Kristin Armstrong Eyes 2012 Olympic Games

A month after giving birth, Olympic gold medalist and two-time world champ Kristin Armstrong is returning to pro cycling in hopes of joining the United States team for the 2012 London Olympics.

BEIJING - AUGUST 13:  Gold medalist Kristin Armstrong of the United States celebrates after the Women's Individual Time Trial at the Road Cycling Course during Day 5 of the Beijing 2008 Olympic Games on August 13, 2008 in Beijing, China.  (Photo by Jeff Gross/Getty Images)

A month after giving birth, Olympic gold medalist and two-time world champ Kristin Armstrong is returning to pro cycling in hopes of joining the United States team for the 2012 London Olympics.

This makes her the latest cyclist named Armstrong to shake off retirement: Two years ago, Lance Armstrong staged a comeback to ride again in the Tour de France.

But Lance Armstrong's return didn't include one hurdle Kristin Armstrong faces:

Lance, a father of five, never had to stop for a breast-pumping break while on a four-hour training ride.

"Most likely, the biggest challenges are not going to be about my training, or nutrition, the things that a lot of people struggle with to be at the top," Kristin Armstrong said, while relaxing in her living room with her son, Lucas, and husband, Joe Savola. "It's going to be about the challenges of raising a child."

Armstrong joins several high-profile athletes who gave birth recently while at the peak of their careers. Paula Radcliffe, the British marathon champion, and Kara Goucher, an American who finished third in the 2009 Boston Marathon, had boys in late September.

And like Radcliffe, who ran 14 miles a day while pregnant, and Goucher, who logged 80-mile weeks with her baby bump, Armstrong rode until just days before she gave birth Sept. 15 -- including up the grueling 14.5-mile mountain road above Boise renamed the "Kristin Armstrong Bikeway" because it was her favorite training route for her 2008 Olympic triumph.

Armstrong, 37, retired in 2009 immediately after winning her second cycling world title in Mendrisio, Switzerland -- not because she'd tired of racing the clock, but because a different clock was ticking: She wanted a baby.

"I didn't know how long it would take me to have a kid," she said. "I was very fortunate, because it was only eight weeks after I came off the highest fitness level in my life that I got pregnant."

In her year away, she did everything Olympic champions do: Gave motivational speeches, touted chocolate milk on billboards for the Idaho dairy industry, even pondered a possible career as a bike racing commentator. Armstrong is also part-owner of a U.S. women's cycling team, Team TWENTY12, that she coached last season.

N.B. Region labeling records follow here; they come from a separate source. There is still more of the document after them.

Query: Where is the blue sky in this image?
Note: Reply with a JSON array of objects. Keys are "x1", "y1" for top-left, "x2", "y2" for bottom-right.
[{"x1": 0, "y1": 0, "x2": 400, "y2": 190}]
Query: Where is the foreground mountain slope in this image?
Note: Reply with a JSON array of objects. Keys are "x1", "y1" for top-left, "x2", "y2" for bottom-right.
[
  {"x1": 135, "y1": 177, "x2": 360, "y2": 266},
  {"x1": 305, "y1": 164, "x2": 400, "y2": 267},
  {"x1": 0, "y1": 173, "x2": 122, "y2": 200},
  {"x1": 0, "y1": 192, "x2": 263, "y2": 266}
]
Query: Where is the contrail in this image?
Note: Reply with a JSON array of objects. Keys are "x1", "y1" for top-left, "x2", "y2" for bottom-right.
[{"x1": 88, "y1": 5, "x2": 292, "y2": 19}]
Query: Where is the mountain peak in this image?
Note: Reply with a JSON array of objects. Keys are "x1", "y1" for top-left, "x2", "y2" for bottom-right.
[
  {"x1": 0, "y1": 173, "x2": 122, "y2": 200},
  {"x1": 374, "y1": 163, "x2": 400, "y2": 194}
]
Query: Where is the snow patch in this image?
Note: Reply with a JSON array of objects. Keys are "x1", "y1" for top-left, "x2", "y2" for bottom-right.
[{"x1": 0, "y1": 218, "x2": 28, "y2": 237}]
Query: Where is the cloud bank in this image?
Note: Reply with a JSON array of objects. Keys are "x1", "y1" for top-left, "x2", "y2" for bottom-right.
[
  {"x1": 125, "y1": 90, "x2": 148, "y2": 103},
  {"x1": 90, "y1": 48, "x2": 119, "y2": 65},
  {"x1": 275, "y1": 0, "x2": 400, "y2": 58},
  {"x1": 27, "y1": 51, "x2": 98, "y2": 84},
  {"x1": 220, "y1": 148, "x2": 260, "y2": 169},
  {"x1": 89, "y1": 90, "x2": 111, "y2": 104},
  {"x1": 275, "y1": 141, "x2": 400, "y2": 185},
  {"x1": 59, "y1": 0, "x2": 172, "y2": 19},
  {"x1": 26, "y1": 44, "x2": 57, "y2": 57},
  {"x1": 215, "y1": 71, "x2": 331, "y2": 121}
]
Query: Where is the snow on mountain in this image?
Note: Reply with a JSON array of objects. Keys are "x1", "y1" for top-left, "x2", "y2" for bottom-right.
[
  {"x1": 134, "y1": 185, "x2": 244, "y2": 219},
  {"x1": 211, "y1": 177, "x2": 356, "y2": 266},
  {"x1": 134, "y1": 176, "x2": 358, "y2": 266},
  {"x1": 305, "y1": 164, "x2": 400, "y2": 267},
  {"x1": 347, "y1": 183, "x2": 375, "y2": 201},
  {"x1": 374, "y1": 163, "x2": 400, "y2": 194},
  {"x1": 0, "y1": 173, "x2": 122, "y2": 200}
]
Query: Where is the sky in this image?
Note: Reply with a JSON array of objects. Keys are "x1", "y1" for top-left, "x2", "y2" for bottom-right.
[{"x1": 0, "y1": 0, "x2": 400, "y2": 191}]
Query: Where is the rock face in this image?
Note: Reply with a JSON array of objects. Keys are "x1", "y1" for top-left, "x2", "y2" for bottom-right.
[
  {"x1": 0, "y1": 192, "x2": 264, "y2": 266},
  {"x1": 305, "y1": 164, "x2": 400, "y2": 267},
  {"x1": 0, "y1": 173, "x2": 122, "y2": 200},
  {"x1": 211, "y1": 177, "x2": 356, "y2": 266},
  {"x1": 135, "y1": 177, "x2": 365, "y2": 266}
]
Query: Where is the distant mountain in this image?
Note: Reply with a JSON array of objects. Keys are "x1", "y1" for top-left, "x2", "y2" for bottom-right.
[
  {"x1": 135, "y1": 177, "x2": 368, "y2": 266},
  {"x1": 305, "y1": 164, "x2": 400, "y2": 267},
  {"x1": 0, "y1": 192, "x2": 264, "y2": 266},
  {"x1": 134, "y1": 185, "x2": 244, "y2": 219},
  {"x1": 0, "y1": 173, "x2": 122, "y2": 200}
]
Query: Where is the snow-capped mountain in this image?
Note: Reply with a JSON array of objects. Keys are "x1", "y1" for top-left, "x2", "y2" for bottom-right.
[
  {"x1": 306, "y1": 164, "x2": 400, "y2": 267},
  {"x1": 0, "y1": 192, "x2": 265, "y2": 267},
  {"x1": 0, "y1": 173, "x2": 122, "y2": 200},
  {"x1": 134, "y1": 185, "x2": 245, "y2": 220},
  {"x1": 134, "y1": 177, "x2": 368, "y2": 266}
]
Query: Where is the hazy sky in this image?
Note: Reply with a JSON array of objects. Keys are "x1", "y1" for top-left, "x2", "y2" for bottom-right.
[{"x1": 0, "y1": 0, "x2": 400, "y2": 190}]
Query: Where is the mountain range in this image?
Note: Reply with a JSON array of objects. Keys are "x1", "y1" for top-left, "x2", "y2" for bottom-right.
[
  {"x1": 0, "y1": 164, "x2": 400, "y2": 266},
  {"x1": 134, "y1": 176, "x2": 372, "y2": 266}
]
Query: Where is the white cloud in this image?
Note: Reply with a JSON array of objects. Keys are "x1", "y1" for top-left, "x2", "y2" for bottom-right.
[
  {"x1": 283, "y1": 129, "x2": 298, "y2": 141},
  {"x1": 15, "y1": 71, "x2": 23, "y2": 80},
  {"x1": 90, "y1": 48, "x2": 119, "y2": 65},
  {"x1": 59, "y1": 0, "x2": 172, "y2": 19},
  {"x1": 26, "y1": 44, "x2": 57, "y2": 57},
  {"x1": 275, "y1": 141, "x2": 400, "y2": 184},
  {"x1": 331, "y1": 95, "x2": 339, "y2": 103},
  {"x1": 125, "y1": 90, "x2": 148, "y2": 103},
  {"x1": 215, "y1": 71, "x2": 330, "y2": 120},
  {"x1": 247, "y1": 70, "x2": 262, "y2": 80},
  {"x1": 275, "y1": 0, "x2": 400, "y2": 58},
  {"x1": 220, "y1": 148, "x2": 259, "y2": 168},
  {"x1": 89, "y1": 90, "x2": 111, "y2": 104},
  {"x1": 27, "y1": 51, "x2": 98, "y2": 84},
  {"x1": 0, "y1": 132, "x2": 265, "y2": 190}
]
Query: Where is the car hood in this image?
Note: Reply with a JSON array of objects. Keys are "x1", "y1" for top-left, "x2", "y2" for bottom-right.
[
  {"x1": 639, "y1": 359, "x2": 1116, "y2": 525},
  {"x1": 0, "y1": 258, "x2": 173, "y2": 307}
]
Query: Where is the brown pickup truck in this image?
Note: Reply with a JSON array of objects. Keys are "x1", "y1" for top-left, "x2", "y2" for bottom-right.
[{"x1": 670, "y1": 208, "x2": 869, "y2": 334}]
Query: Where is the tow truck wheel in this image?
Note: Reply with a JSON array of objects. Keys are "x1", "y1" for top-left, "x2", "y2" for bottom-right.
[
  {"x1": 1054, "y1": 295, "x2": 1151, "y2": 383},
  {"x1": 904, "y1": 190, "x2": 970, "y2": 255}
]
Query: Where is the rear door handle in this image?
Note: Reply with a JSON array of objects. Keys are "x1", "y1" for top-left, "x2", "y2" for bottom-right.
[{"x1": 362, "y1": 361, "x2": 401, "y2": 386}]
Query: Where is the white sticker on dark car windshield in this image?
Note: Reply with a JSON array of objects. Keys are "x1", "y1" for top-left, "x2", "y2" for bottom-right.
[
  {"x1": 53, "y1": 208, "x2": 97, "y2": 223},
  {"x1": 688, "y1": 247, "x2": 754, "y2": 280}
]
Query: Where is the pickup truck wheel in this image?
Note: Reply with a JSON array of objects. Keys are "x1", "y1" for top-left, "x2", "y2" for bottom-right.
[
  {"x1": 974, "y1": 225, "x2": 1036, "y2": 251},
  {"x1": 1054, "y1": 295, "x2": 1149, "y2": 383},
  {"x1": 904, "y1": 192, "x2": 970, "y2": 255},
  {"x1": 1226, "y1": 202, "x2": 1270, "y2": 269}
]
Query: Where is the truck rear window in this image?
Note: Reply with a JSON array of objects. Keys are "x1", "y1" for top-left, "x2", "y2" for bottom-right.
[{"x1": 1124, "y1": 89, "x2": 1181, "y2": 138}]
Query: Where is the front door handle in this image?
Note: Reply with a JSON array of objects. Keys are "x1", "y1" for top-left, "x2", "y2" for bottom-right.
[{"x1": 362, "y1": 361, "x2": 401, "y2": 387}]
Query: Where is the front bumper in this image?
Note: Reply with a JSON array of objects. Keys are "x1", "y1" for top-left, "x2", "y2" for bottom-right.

Going to races and not racing, it turns out, was tougher than it looked.

There's also this: U.S. female riders were absent from the 2010 World Road Cycling Championships podium, something that hasn't happened since 2004. It left Armstrong wondering: Could she do it again?

"After I'd gotten in all the Nordic skiing that I needed to do, I realized my competitive drive wasn't gone," she said.

If Lance Armstrong's story is instructive, however, it won't be easy.

Nearing 40, the Texan never regained the form that propelled him to seven straight Tour de France wins, instead finishing third in 2009 and 23rd in 2010, what Lance Armstrong says was his last time.

But Kristin thinks she's got a shot at beating the women's peloton at the 2011 world championship, planned for Copenhagen, as well as on the streets of London at the Olympics the following summer. Equally important, so does Jim Miller, her coach at USA Cycling.

"To be honest, I think a lot of women missed out on winning a world championship this year, because it's going to very tough the next two years" with Armstrong riding again, Miller said.

With toddler in tow, she'll alter her training, which begins in earnest Nov. 1. Gone from her schedule are those rain-splattered European spring classics in Belgium or Holland that she once used to hone her fitness. They'd demand too much time away from family.

Instead, Armstrong plans to take a less-glamorous route: racing against men in local races in Idaho's windy southern desert starting in February and March before focusing on the U.S. domestic race calendar.

Her husband, who runs the Boise-based bicycle component company she helped found that now supplies men's teams in the Tour de France, will travel with Lucas to races. While Kristin is out training, Joe also has two older sisters who will play nanny.

And she's already got this dream for 2012: Lucas, in Joe's arms, at the Olympic finish line in London, cheering her on -- not just as a bike racer, but as mom.

"It's going to give me extra motivation to get to the finish line faster," she said.